Тоненький серп народившегося месяца не давал света, но он помогал держать направление, и мне почему-то казалось, что пока я вижу справа этот тоненький серп месяца, я не увижу слева косу Смерти, которая буквально наступала мне на пятки.
Вот я споткнулась и с трудом удержалась на ногах. Несколько шагов – и опять споткнулась, но на этот раз упала… и сразу же встала на ноги. Еще несколько шагов – и снова упала. Полежала немного, тяжело дыша, и, собрав последние силы, опять встала.
Я чувствовала, что все тело покрывается холодной испариной. Надо двигаться! Во что бы то ни стало – двигаться. Но вот я снова упала и на этот раз не могла встать. Я сбросила рюкзак, с головы куда-то в снег слетела шапка.
Повернувшись лицом к месяцу, я тяжело дышала, открывая рот, и единственной мыслью, оставшейся у меня в голове, была безмолвная мольба: «Хоть бы месяц еще немного не заходил!»
И вдруг где-то совем близко заревела корова. Я куда больше была подготовлена к тому, чтобы услышать трубу Архангела. Мычанье какой-то буренушки было полнейшей неожиданностью. Думаю, никакая небесная симфония не смогла бы меня поднять на ноги, а тут я так стремительно вскочила, что если в это самое мгновение Смерть уже склонялась надо мной, то, должно быть, я ее здорово огрела затылком по зубам!
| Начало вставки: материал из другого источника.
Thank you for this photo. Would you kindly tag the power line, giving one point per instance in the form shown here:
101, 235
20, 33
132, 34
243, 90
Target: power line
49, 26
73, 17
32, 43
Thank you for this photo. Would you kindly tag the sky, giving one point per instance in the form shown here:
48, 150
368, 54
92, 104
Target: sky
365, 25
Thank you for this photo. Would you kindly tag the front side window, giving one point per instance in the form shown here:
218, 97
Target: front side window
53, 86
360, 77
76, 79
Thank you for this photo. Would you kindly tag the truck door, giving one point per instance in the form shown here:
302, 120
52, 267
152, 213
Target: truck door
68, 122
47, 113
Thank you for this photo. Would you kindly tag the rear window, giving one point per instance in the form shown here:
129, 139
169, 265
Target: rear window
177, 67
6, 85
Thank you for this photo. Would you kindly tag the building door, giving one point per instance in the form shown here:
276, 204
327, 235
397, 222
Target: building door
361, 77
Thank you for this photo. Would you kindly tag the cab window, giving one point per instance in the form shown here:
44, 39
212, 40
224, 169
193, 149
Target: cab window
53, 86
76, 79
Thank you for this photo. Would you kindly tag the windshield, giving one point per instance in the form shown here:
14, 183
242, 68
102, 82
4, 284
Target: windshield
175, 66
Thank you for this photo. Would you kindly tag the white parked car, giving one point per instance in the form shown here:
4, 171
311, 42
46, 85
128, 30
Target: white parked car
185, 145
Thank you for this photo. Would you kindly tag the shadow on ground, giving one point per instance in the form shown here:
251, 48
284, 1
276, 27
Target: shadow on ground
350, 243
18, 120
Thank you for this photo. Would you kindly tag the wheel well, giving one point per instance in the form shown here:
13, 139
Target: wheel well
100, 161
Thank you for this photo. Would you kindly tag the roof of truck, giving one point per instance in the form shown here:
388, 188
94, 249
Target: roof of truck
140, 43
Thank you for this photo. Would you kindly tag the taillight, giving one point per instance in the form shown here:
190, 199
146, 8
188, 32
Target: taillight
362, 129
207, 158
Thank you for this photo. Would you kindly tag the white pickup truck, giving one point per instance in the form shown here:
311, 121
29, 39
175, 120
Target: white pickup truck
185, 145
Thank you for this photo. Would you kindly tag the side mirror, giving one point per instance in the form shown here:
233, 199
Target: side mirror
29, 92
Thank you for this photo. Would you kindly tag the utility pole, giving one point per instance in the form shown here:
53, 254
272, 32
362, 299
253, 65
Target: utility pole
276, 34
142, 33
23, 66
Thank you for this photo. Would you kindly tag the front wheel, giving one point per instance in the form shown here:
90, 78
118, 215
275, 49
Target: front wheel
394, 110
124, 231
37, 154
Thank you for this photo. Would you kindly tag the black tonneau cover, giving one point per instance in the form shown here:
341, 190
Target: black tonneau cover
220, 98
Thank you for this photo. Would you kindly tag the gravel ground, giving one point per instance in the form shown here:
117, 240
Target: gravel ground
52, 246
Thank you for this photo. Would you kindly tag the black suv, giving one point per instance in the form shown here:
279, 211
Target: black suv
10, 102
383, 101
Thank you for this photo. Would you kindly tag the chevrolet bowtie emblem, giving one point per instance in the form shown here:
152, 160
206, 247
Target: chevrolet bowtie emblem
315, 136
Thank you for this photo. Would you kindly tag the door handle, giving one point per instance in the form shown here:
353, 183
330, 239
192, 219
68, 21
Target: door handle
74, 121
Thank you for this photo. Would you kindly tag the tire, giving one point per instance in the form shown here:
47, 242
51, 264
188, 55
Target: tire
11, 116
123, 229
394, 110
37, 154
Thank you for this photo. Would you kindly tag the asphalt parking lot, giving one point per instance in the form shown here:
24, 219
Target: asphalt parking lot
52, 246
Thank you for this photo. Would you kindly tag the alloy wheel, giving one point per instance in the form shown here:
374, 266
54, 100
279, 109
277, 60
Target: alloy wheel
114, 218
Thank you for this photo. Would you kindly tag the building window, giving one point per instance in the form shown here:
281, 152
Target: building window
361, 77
Раз – шапка на голове; два – рюкзак за спиной; три – походный посох в руках. Я осмотрелась, и словно туман рассеялся. Мне сразу стало все ясно: кругом редкий, вырубленный лес, притоптанный снег и совсем недалеко, – с той стороны, где заходил месяц, была поскотина, а чуть левее – ворота. Будто на крыльях, мчалась я в ту сторону, откуда донеслось столь милое для слуха моего мычанье.
Орфей своей дивной музыкой укрощал зверей, но, будучи на моем месте, он признал бы, что иногда мирная корова может проделать такого же рода чудо, только «в обратном порядке».